The SEC case against Pentagon Capital Management Plc and Lewis Chester is among the last related to a long-running industry-wide probe into improper trading in mutual fund shares, and one of the few to go to trial. That probe was unveiled in September 2003 by then-New York Attorney General Eliot Spitzer.

U.S. District Judge Robert Sweet in Manhattan said the SEC proved that Pentagon intentionally and egregiously violated federal securities laws by engaging in late trading, or making mutual fund trades after the market close, but at stale prices.

This scheme was broad ranging over the course of several years and in no sense isolated, Sweet wrote.

The judge separately rejected the SEC's claim that Pentagon engaged in fraudulent market timing in mutual funds.

Pentagon had been accused of trading improperly from about June 1999 to September 2003. The penalty includes the disgorgement of $38.4 million of improper profits and a $38.4 million fine.

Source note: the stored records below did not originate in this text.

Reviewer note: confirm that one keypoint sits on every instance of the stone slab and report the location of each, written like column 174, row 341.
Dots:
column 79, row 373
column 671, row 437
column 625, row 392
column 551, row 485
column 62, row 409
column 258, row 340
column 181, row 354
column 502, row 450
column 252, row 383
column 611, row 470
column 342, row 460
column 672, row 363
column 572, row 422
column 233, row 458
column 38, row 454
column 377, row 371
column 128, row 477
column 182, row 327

Sweet had presided over a 17-day non-jury trial that ended last May.

We are grateful for Judge Sweet's finding that no illegal market timing took place. We are disappointed by his late trading conclusion, Frank Razzano, a lawyer for the defendants, said in a phone interview. We shall be appealing.

Market timing involves rapid trading in violation of funds' rules, and at the expense of ordinary investors who lack such privileges. It is considered improper.

Late trading involves the trading of mutual fund shares after 4 p.m. eastern time, when share prices are calculated, but at old prices. It is considered to be illegal.

Pentagon once oversaw more than $2 billion of assets, but began closing its funds shortly before the SEC in April 2008 filed its lawsuit. It is winding down operations.

The case is SEC v. Pentagon Capital Management Plc et al, U.S. District Court, Southern District of New York, No. 08-03324.